Archive for the ‘Health & Wellness’ Category

Social Media for Health and Wellness 2.0

The Internet has surpassed physicians as the leading source of health information. With the advent of the social web, Health 2.0 is emerging as a strong segment with 34% of consumers using social resources such as blogs and forums to locate health information. Yet information overload leads to “search engine fatigue” that discourages users.

We advocate a consumer-centric approach to healthcare information access that increases engagement and improves health literacy.  Artificial Intelligence (AI) techniques can be used to support human effort, creating a new generation of “intelligent web” technologies. These technologies can combine the benefits of the “information web” (timely, relevant health information) with those of the “social web” (human interaction, support, comfort). Our vision is to promote well-being and prevention before illness, support and information during illness, and comfort to family and friends in a natural, social, yet private manner.

Invited talk at Humana Innovation Conference: Connect, Collaborate, Create (C3), Louisville, KY, September 23, 2011.

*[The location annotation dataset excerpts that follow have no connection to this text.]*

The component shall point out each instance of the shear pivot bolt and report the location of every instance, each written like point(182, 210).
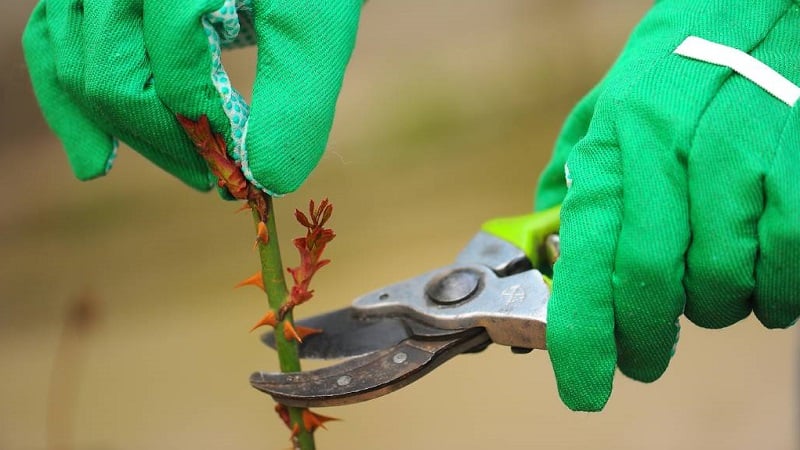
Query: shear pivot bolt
point(453, 287)
point(399, 358)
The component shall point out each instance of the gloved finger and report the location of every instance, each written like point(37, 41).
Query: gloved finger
point(552, 188)
point(580, 316)
point(727, 198)
point(777, 303)
point(303, 49)
point(119, 86)
point(53, 34)
point(649, 268)
point(186, 80)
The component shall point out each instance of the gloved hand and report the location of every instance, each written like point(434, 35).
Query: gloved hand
point(108, 69)
point(685, 194)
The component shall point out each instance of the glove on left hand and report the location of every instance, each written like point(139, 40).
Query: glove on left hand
point(106, 69)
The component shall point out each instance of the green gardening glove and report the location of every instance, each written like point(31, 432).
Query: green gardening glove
point(684, 168)
point(122, 69)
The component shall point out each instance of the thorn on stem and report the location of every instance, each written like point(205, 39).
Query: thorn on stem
point(262, 236)
point(245, 207)
point(255, 280)
point(268, 319)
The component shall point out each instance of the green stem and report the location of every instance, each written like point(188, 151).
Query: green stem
point(275, 286)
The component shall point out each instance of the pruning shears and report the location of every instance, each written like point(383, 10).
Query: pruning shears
point(496, 291)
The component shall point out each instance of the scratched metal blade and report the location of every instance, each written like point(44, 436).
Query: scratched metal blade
point(344, 335)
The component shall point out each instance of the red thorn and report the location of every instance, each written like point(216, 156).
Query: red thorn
point(268, 319)
point(254, 280)
point(262, 236)
point(312, 420)
point(290, 333)
point(245, 207)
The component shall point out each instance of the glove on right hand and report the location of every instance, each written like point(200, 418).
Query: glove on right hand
point(685, 194)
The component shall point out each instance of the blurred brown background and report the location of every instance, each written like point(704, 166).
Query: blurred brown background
point(446, 118)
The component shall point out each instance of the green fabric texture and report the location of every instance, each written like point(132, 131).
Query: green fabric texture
point(121, 69)
point(684, 197)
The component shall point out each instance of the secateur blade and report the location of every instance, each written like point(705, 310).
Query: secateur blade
point(348, 332)
point(369, 376)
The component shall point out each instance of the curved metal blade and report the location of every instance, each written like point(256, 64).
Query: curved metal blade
point(369, 376)
point(346, 334)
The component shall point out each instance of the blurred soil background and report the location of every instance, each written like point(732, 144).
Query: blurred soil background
point(447, 116)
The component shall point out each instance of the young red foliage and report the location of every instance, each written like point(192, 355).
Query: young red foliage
point(310, 248)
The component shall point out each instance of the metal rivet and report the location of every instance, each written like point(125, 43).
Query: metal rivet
point(400, 358)
point(453, 287)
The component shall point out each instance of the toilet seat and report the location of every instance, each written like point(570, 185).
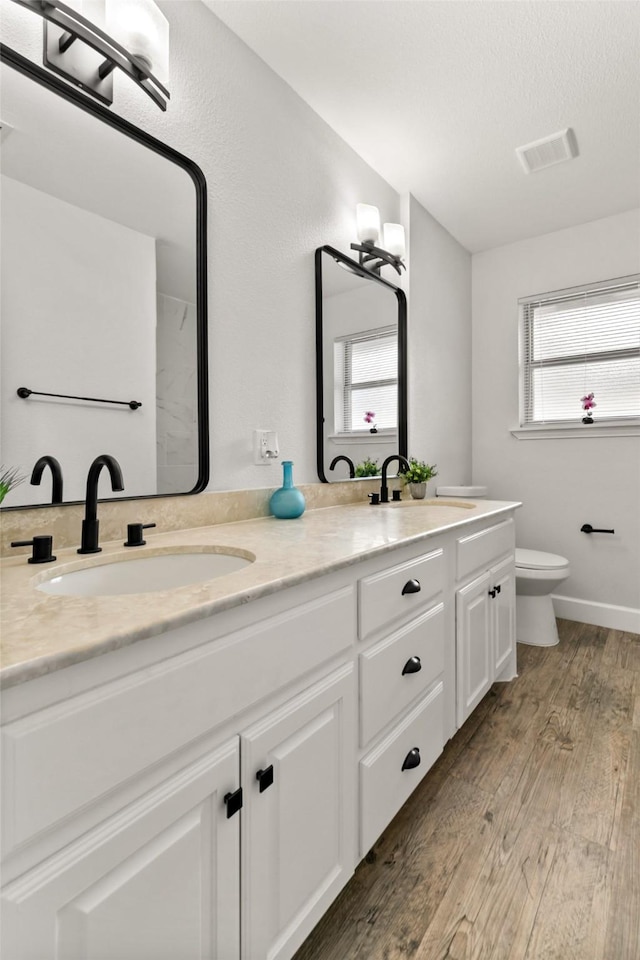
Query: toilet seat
point(539, 560)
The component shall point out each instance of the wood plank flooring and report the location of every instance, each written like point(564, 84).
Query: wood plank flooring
point(523, 841)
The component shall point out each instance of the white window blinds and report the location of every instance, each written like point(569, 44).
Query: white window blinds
point(366, 368)
point(581, 341)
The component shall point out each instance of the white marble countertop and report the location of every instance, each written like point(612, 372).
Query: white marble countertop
point(42, 633)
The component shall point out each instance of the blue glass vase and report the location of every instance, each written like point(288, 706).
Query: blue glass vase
point(288, 502)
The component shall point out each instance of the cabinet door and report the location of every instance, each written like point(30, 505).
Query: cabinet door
point(474, 645)
point(298, 831)
point(158, 881)
point(503, 612)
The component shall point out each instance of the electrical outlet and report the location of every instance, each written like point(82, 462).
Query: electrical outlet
point(265, 446)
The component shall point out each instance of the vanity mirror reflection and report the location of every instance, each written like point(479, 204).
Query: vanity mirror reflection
point(361, 367)
point(103, 295)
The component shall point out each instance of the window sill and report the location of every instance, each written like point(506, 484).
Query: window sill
point(349, 439)
point(566, 431)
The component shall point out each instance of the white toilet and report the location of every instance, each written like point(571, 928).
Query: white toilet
point(537, 576)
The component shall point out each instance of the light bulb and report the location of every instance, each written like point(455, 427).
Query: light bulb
point(368, 220)
point(140, 27)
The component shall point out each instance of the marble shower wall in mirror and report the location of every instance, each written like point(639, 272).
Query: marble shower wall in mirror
point(103, 296)
point(361, 365)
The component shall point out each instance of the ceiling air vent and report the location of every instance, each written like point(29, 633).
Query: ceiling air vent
point(547, 152)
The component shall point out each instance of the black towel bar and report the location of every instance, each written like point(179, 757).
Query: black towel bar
point(25, 392)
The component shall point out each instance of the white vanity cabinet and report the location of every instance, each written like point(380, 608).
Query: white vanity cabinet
point(204, 794)
point(485, 613)
point(402, 684)
point(297, 823)
point(157, 880)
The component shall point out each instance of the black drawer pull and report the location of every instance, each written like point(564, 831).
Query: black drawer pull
point(412, 665)
point(233, 802)
point(412, 759)
point(265, 778)
point(411, 586)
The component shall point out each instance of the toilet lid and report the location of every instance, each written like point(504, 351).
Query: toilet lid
point(538, 560)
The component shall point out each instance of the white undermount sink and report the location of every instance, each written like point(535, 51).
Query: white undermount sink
point(120, 575)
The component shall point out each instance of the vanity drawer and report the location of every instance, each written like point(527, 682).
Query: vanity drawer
point(481, 549)
point(385, 691)
point(67, 756)
point(381, 598)
point(384, 785)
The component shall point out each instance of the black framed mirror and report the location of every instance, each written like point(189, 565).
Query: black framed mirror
point(104, 295)
point(361, 368)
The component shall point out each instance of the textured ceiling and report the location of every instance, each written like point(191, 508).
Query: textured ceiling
point(437, 95)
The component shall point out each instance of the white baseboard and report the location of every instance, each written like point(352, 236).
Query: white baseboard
point(599, 614)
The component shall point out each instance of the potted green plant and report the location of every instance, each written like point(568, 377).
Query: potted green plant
point(416, 477)
point(368, 468)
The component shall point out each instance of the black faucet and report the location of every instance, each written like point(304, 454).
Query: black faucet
point(56, 473)
point(90, 523)
point(352, 469)
point(384, 490)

Open Social Learning Communities

With the advent of open education resources, social networking technologies and new pedagogies for online and blended learning, we are in the early stages of a significant disruption in current models of education. The disruption is fueled by a staggering growth in demand. It is estimated that there will be 100 million students qualified to enter universities over the next decade. To educate them, a major university would need to be created every week.

Universities have responded to this need with Open Education Resources—thousands of free, high quality courses, developed by hundreds of faculty, used by millions worldwide. Unfortunately, online courseware does not offer a supporting learning experience or the engagement needed to keep students motivated. Students read less when using e-textbooks; video lectures are boring; and retention and course completion rates are low.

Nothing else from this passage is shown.